Robust unsupervised statistical learning for the identification and prediction of the risk profiles
Export citation
Abstract
The discovery of disease subtypes substantially impacts the selection of patient-specific
treatment with implications for long-term survival and disease-related outcomes. Given the
heterogeneity of disease phenotypes and the demand for a clear understanding of the features
associated with the onset of the disease, this discovery of clinically relevant disease subtypes is
not straightforward. Consequently, it is essential for clinical researchers that techniques of disease
subtyping be robust and reproducible in clinical settings. This dissertation aims to provide a simple
clinical tool that predicts the specific disease subtype of a patient. Therefore a robust unsupervised
statistical learning method is presented, developed, and validated that analyzes multidimensional
datasets and returns reproducible, robust unsupervised clustering Models of the identified patient
subtypes. Unsupervised clustering techniques could realistically model disease heterogeneity.

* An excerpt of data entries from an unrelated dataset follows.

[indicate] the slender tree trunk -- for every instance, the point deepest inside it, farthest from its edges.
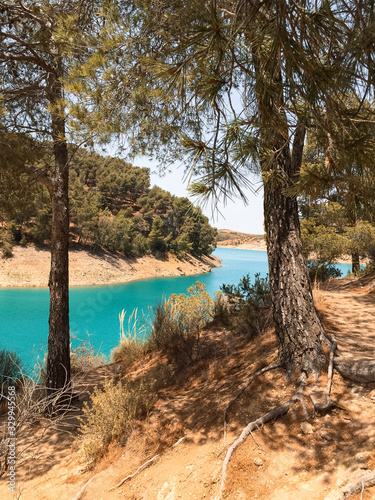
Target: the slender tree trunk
(298, 328)
(58, 359)
(355, 263)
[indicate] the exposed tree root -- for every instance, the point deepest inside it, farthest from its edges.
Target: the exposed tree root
(329, 404)
(361, 371)
(359, 485)
(82, 490)
(245, 386)
(275, 413)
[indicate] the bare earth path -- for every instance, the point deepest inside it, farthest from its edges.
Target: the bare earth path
(288, 459)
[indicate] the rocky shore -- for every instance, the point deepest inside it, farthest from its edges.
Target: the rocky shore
(29, 267)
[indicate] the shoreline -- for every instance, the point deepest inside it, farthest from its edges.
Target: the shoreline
(29, 267)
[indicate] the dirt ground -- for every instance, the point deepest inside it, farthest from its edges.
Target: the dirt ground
(300, 456)
(30, 267)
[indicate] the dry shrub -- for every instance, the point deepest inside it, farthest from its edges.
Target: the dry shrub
(109, 415)
(178, 323)
(133, 341)
(85, 357)
(32, 403)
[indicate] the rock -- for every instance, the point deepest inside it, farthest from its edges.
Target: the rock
(334, 495)
(326, 436)
(307, 428)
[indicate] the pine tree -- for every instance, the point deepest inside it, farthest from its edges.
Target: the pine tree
(239, 82)
(42, 44)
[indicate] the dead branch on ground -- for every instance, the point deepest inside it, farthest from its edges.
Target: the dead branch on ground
(245, 386)
(359, 485)
(275, 413)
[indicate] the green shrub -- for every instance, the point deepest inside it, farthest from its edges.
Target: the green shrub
(6, 244)
(178, 323)
(321, 271)
(248, 307)
(109, 414)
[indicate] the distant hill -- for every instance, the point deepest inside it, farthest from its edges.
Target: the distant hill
(235, 239)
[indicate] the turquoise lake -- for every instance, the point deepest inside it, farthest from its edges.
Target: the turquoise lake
(94, 310)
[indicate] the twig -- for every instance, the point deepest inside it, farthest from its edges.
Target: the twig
(321, 408)
(140, 469)
(360, 484)
(145, 465)
(275, 413)
(244, 387)
(81, 491)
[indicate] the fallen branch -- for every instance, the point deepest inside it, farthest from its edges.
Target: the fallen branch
(245, 386)
(82, 490)
(275, 413)
(140, 469)
(144, 466)
(359, 485)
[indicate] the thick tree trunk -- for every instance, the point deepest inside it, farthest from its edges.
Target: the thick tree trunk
(355, 263)
(298, 328)
(58, 359)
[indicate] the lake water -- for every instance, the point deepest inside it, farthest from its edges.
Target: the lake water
(94, 310)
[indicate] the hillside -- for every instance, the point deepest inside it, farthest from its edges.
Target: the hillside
(113, 207)
(30, 267)
(288, 458)
(234, 239)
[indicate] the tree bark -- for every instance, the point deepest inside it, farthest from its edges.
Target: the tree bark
(58, 359)
(298, 327)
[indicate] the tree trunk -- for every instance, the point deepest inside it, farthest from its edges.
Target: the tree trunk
(58, 359)
(298, 328)
(355, 263)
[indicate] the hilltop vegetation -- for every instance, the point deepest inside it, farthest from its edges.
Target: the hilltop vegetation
(112, 207)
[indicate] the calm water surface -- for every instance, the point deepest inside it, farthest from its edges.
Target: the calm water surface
(94, 310)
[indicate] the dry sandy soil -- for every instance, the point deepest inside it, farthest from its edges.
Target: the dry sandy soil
(30, 267)
(290, 458)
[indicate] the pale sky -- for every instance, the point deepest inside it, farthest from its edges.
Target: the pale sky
(235, 215)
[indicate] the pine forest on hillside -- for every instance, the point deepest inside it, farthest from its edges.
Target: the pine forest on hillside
(111, 206)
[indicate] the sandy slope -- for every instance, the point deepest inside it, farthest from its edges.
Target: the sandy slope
(289, 458)
(30, 267)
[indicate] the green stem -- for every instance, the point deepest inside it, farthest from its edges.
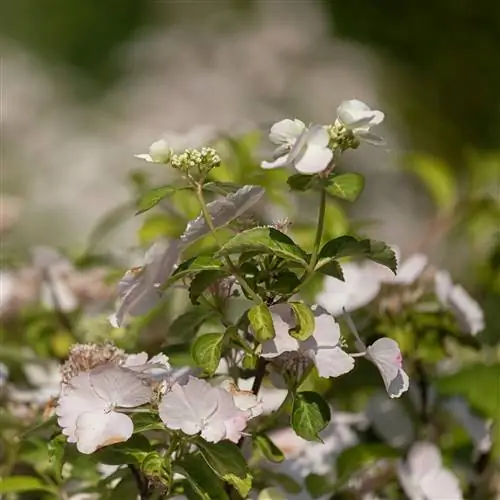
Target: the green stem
(319, 231)
(229, 262)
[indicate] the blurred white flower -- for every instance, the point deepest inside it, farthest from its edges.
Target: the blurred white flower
(4, 374)
(478, 428)
(322, 348)
(363, 282)
(246, 401)
(360, 286)
(162, 150)
(88, 407)
(223, 211)
(139, 289)
(304, 148)
(467, 311)
(390, 420)
(423, 476)
(359, 118)
(197, 407)
(45, 382)
(386, 356)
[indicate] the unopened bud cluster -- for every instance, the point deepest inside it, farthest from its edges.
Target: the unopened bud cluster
(193, 159)
(341, 137)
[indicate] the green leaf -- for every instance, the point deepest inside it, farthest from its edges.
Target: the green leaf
(265, 240)
(353, 460)
(285, 283)
(466, 383)
(207, 351)
(318, 486)
(203, 480)
(348, 246)
(133, 451)
(303, 182)
(304, 319)
(332, 268)
(345, 186)
(284, 480)
(226, 460)
(146, 422)
(202, 281)
(194, 266)
(438, 177)
(186, 326)
(56, 448)
(262, 322)
(310, 415)
(153, 197)
(18, 484)
(268, 448)
(271, 494)
(153, 467)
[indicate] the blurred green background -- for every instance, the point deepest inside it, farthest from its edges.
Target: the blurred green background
(87, 83)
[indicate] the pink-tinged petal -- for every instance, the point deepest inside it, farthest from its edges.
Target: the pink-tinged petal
(95, 430)
(314, 160)
(119, 386)
(332, 362)
(286, 131)
(386, 356)
(187, 407)
(282, 161)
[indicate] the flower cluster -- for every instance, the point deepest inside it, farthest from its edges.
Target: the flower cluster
(310, 150)
(101, 384)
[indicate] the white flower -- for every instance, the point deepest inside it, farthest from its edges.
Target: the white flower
(161, 151)
(357, 117)
(386, 356)
(322, 348)
(223, 211)
(139, 289)
(360, 286)
(45, 379)
(363, 282)
(306, 457)
(55, 292)
(390, 420)
(197, 407)
(423, 476)
(466, 310)
(304, 148)
(479, 429)
(88, 406)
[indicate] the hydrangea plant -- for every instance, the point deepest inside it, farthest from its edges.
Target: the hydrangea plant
(260, 383)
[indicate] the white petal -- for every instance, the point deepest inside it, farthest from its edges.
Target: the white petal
(332, 362)
(223, 211)
(326, 330)
(423, 458)
(283, 341)
(76, 398)
(443, 286)
(187, 407)
(467, 311)
(144, 156)
(286, 131)
(119, 386)
(97, 429)
(411, 269)
(282, 161)
(386, 356)
(315, 159)
(441, 484)
(369, 137)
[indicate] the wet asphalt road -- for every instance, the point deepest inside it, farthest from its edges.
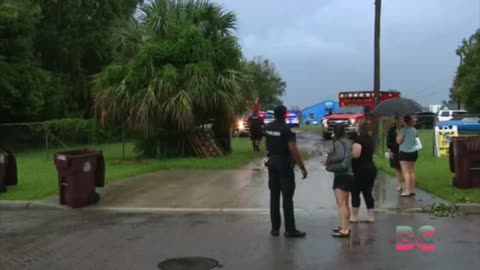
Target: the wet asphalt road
(99, 239)
(94, 240)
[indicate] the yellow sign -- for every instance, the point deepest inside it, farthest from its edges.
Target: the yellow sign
(443, 137)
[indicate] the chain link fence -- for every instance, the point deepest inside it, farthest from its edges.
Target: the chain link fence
(42, 139)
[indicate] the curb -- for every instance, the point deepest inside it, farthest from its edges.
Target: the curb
(28, 205)
(469, 208)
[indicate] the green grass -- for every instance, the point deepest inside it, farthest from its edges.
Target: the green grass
(433, 174)
(38, 179)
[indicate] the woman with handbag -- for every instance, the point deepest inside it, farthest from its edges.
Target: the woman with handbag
(408, 154)
(364, 172)
(339, 161)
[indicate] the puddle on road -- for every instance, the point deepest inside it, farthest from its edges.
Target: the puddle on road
(189, 263)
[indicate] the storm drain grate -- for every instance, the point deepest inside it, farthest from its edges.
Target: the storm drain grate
(189, 263)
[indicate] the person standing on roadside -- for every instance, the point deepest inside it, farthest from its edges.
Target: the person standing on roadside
(283, 155)
(256, 125)
(339, 161)
(364, 172)
(393, 146)
(408, 154)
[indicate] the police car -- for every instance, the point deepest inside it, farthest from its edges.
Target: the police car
(268, 117)
(292, 119)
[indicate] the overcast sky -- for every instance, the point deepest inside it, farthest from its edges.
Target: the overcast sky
(321, 47)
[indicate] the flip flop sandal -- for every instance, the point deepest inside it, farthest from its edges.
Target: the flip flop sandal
(367, 221)
(341, 235)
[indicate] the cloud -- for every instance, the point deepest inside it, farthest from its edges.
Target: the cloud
(324, 46)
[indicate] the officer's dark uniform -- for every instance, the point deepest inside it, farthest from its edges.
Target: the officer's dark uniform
(280, 173)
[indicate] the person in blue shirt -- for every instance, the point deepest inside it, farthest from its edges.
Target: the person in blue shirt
(408, 154)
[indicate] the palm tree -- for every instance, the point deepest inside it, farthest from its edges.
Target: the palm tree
(176, 67)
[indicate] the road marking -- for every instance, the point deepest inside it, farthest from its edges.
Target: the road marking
(182, 210)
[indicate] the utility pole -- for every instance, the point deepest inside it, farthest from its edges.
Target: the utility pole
(376, 83)
(457, 92)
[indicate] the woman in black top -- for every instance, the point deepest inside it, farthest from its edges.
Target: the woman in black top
(394, 150)
(364, 171)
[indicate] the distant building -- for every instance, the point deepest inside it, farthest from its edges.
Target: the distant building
(452, 106)
(434, 108)
(318, 111)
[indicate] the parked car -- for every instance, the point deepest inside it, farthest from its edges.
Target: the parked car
(292, 119)
(424, 120)
(241, 128)
(446, 115)
(268, 117)
(464, 124)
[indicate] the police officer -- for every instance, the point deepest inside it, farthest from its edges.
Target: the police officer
(283, 155)
(255, 124)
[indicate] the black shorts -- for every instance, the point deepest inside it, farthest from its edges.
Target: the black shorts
(408, 156)
(343, 182)
(395, 161)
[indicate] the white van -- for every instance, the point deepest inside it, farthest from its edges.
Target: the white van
(447, 115)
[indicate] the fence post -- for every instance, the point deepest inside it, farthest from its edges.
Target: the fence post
(123, 142)
(46, 143)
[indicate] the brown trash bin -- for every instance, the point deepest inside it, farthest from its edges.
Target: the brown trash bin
(77, 176)
(466, 151)
(451, 157)
(8, 169)
(100, 172)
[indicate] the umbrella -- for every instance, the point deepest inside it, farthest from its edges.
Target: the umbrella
(397, 106)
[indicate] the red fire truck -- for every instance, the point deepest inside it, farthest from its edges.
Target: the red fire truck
(354, 107)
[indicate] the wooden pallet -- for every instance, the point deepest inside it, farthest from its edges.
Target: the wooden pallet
(204, 145)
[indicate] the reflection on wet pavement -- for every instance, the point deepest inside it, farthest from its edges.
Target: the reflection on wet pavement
(96, 240)
(246, 188)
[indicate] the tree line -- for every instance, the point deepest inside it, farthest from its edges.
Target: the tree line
(168, 63)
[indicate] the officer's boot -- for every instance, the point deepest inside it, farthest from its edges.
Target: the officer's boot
(354, 216)
(371, 216)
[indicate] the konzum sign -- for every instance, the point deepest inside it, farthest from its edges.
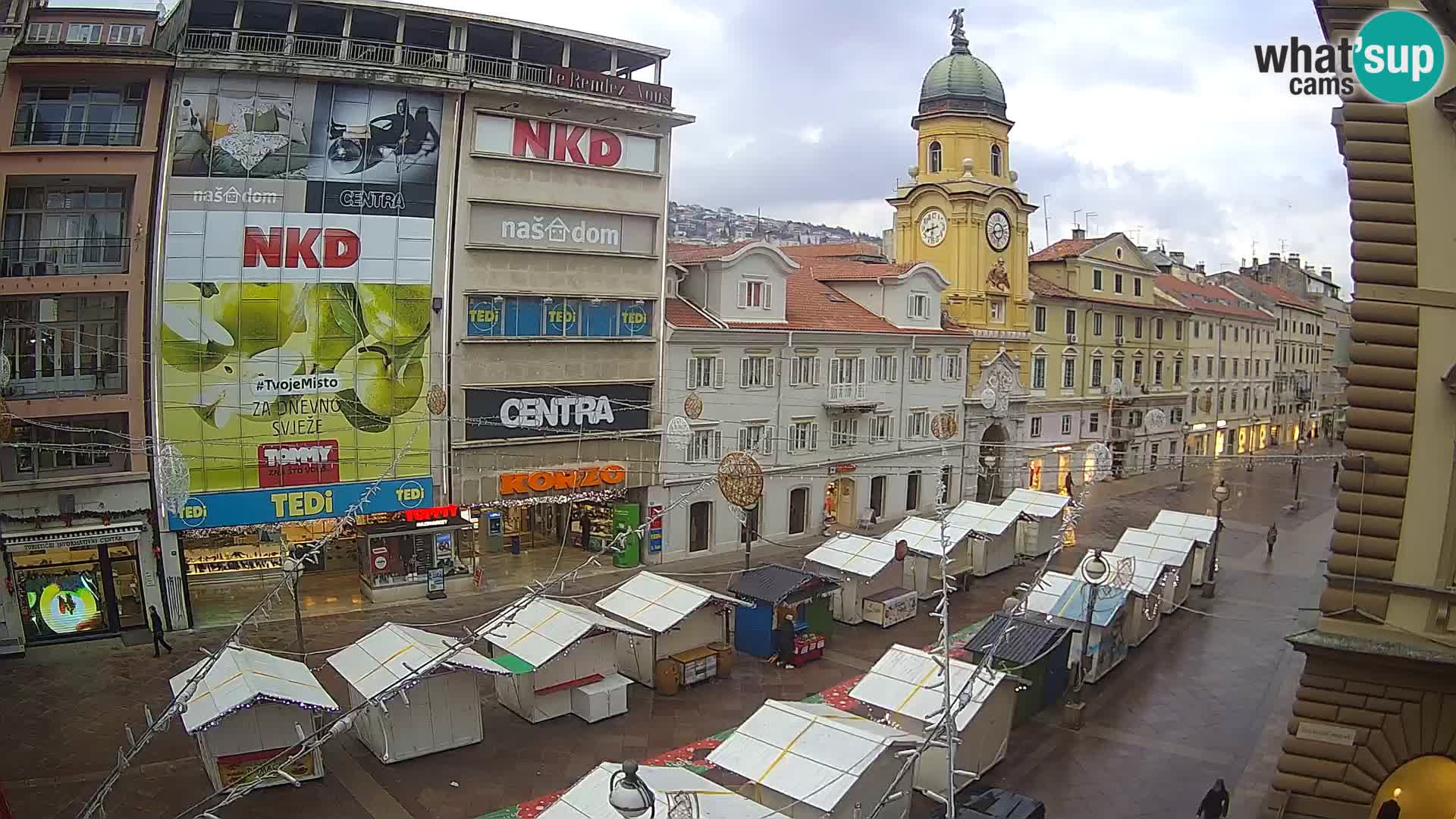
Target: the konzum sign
(568, 143)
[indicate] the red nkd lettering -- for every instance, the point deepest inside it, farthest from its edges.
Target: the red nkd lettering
(296, 246)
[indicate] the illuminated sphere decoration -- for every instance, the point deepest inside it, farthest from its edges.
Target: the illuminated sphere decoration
(740, 480)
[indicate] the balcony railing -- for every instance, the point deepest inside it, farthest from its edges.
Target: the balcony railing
(419, 58)
(64, 257)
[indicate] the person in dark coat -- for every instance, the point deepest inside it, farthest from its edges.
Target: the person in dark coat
(1215, 803)
(158, 640)
(785, 640)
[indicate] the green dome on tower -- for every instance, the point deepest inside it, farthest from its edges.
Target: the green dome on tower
(963, 83)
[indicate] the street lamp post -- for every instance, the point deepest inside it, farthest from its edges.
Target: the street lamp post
(1095, 573)
(1210, 585)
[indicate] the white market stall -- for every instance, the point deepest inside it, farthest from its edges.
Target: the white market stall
(1142, 580)
(868, 579)
(810, 761)
(588, 799)
(925, 548)
(1177, 554)
(1063, 599)
(1040, 522)
(248, 708)
(993, 545)
(688, 626)
(437, 713)
(563, 661)
(900, 684)
(1199, 528)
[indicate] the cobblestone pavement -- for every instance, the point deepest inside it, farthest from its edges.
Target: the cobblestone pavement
(1204, 697)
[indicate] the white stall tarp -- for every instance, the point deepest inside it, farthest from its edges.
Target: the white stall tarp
(394, 651)
(903, 678)
(658, 604)
(243, 675)
(808, 752)
(545, 629)
(587, 799)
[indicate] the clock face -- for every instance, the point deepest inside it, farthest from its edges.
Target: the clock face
(932, 228)
(998, 231)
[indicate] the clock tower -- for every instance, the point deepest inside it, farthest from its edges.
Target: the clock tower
(963, 212)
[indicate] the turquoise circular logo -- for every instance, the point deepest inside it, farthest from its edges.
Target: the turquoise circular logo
(1400, 55)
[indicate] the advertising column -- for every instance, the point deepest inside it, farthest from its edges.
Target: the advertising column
(296, 303)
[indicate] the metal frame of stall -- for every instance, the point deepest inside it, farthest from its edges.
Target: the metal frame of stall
(1062, 598)
(903, 682)
(1199, 528)
(924, 541)
(1172, 551)
(862, 567)
(437, 713)
(995, 542)
(677, 615)
(813, 761)
(563, 661)
(1041, 521)
(249, 707)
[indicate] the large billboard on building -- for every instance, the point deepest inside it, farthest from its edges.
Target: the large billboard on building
(296, 300)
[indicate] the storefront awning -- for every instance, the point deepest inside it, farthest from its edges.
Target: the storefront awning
(73, 537)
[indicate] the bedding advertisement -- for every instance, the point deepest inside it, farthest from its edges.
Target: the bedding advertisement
(297, 302)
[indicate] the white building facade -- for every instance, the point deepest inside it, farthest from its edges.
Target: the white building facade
(832, 388)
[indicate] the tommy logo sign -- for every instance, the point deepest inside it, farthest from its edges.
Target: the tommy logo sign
(568, 143)
(299, 464)
(300, 246)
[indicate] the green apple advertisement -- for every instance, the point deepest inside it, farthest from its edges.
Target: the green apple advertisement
(296, 302)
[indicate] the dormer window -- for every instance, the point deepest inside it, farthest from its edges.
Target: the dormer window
(755, 293)
(919, 305)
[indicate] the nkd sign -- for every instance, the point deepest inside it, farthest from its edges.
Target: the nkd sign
(555, 410)
(566, 143)
(555, 229)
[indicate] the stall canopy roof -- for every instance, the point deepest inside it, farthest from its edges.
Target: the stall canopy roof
(1071, 601)
(587, 799)
(1142, 544)
(389, 653)
(1027, 640)
(1197, 526)
(243, 675)
(903, 678)
(657, 604)
(1040, 504)
(775, 583)
(807, 752)
(924, 535)
(545, 629)
(856, 554)
(983, 518)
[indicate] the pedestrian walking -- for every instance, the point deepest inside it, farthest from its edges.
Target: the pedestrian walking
(1215, 803)
(158, 640)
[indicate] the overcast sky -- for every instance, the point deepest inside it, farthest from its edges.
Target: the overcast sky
(1149, 112)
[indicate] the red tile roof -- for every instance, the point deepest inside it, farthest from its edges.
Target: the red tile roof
(691, 254)
(832, 249)
(1207, 297)
(685, 315)
(1065, 248)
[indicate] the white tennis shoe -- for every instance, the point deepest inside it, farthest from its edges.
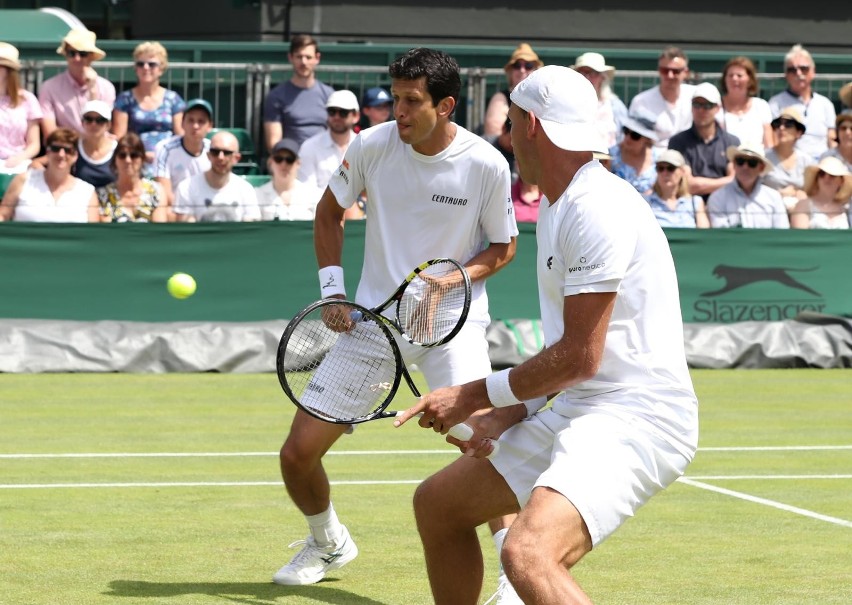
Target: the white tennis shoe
(310, 564)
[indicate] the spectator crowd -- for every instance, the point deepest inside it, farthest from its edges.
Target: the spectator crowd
(703, 154)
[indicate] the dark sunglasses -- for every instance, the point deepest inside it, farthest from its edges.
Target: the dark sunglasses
(633, 135)
(337, 111)
(528, 65)
(703, 105)
(57, 148)
(791, 69)
(215, 151)
(784, 123)
(751, 162)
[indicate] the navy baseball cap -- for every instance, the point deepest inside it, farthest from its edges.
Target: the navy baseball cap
(376, 96)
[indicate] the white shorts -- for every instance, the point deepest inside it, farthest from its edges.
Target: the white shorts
(606, 466)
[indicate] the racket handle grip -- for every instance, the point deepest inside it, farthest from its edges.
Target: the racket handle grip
(463, 432)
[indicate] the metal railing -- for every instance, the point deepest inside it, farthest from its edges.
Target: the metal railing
(237, 90)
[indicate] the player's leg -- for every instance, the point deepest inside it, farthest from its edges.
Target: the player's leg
(329, 545)
(448, 507)
(548, 537)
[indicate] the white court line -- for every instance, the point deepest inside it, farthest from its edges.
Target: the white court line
(376, 452)
(765, 502)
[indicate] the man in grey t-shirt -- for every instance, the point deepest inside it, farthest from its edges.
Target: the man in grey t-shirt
(296, 108)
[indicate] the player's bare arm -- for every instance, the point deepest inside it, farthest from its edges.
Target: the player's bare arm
(577, 355)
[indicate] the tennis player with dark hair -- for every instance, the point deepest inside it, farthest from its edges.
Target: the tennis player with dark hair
(625, 423)
(434, 190)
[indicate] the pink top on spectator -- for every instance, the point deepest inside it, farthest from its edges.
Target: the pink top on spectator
(14, 122)
(62, 99)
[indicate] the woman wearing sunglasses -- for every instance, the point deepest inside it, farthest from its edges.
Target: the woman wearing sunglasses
(52, 194)
(670, 199)
(284, 197)
(131, 197)
(829, 188)
(96, 147)
(148, 109)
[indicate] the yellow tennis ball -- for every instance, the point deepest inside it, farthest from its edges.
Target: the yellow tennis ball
(181, 285)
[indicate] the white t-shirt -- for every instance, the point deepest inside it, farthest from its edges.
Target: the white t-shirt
(236, 201)
(36, 203)
(748, 127)
(420, 207)
(175, 163)
(668, 119)
(601, 236)
(319, 157)
(302, 204)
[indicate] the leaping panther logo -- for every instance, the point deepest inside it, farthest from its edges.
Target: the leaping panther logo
(737, 277)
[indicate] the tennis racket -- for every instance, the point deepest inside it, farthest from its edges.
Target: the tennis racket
(339, 362)
(431, 304)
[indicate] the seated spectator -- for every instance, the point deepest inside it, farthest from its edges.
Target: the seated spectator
(788, 173)
(829, 187)
(322, 153)
(526, 199)
(96, 147)
(183, 156)
(611, 109)
(296, 108)
(217, 195)
(818, 110)
(634, 158)
(131, 197)
(669, 103)
(843, 151)
(19, 116)
(284, 197)
(670, 200)
(151, 111)
(746, 201)
(744, 114)
(522, 63)
(52, 195)
(376, 107)
(703, 145)
(63, 96)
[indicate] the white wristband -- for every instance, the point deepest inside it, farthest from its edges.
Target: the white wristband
(535, 404)
(331, 281)
(499, 392)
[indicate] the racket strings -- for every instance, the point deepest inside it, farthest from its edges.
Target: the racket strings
(431, 305)
(342, 370)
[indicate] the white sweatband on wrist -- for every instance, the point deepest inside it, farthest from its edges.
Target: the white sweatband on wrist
(499, 392)
(535, 404)
(331, 281)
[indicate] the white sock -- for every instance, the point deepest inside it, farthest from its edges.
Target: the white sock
(499, 536)
(325, 527)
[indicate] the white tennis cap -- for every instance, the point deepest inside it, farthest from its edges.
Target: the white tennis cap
(566, 105)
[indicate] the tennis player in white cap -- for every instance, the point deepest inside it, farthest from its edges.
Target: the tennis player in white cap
(625, 422)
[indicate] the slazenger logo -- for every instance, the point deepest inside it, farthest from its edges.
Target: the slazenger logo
(584, 267)
(766, 308)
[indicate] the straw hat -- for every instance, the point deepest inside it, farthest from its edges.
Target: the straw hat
(750, 150)
(82, 40)
(9, 56)
(835, 167)
(524, 52)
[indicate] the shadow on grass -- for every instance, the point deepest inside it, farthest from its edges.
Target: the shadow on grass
(239, 592)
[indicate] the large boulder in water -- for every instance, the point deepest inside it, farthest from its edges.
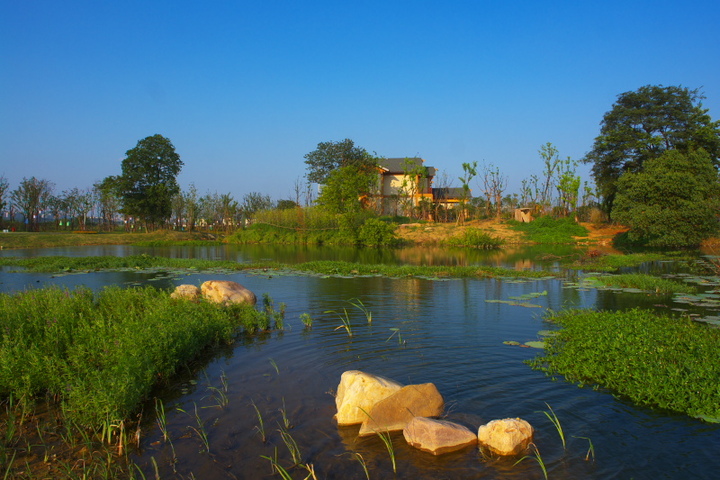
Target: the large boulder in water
(225, 291)
(358, 392)
(395, 411)
(509, 436)
(437, 436)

Each cluster represents a distinct homogenous disease subtype discovered through the analysis of
the predicted Class-Co-Association Matrix (PCCAM) created by randomly resampling research
data. Primarily, there is a PCCAM resulting from the test results of replicated random-crossvalidation of unsupervised clustering that depicts the joint probability of subjects-pairs belonging
to the same cluster; thus, PCCAM can result in the discovery of all the reproducible clusters present
in the studied data. We applied the proposed methodology to various diseases to discover subtypes
such as Alzheimer's disease, Covid-19, and acute myeloid leukemia cancer with different data
types. Our findings showed the proposed unsupervised approach could discover the subtypes of
disease with statistical differences. Also, the characterization of discovered subgroups indicated other
substantial differences in some features we considered studying amongst subgroups.